One big lesson: don’t turn the skill into a second documentation set that will immediately drift. Instead, the skill should aggressively tell the agent where to find the freshest docs and push it to actually go there — which is why Supabase is also experimenting with exposing documentation over SSH so agents can browse it like a remote filesystem they already understand.
This was one of the most practical parts of the talk. Pedro says agents avoid expensive actions like web fetches and even ignore bundled reference files, especially if solving the task requires opening two or three of them; Supabase originally put its security checklist in a reference file, watched models miss it, and moved it into skill.md so it becomes unavoidable.
Pedro’s message here is almost parental: you know your product best, so tell the model how to use it.
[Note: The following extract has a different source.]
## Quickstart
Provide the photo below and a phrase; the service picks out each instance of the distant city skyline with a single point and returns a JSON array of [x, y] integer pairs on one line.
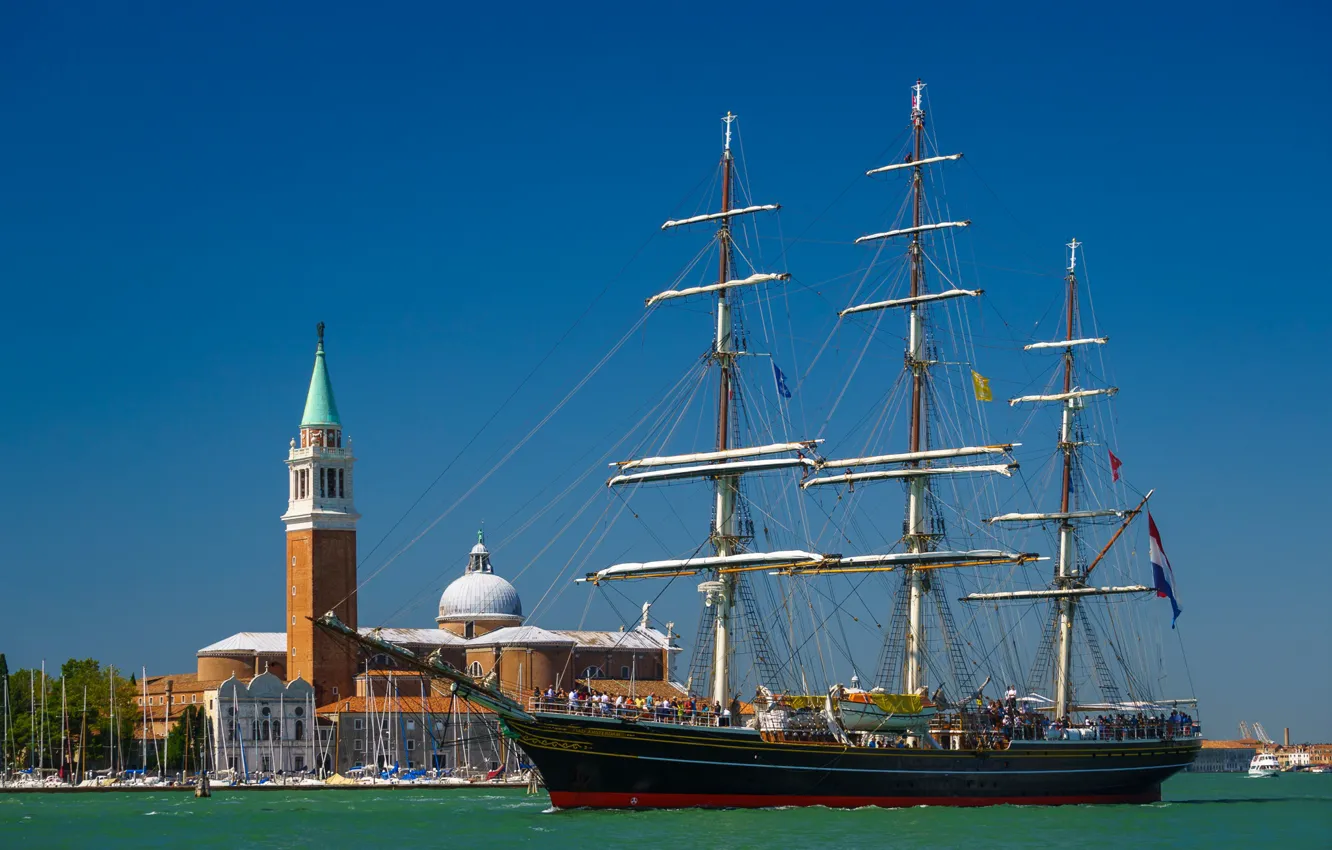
[[470, 200]]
For Supabase schema work, that means allowing direct DDL changes in dev or staging, using the built-in advisor to catch performance and security issues, fixing those, and only then creating a migration file instead of generating migrations on every tiny schema edit.
Supabase ran evals on six scenarios using four agents from Anthropic and OpenAI across three conditions: no MCP/no skill, MCP only, and MCP plus skill. Using Braintrust and a test-completeness score, Pedro says the MCP-plus-skill setup outperformed every other condition on Claude Opus 4.6, Sonnet 4.6, GPT-5.4, and GPT-5.4 mini, which led to his closing line: the issue isn’t context, it’s guidance.
He ends by announcing the skill and blog post live on stage, then the Q&A surfaces two unresolved edges. One is opportunity — vector search and embeddings could make things like SSH-browsed docs much smarter — and the other is infrastructure: skill distribution still has no clean standard, so today teams are cobbling together Vercel packages, model-specific plugins, and repo-local .claude or .cursor directories.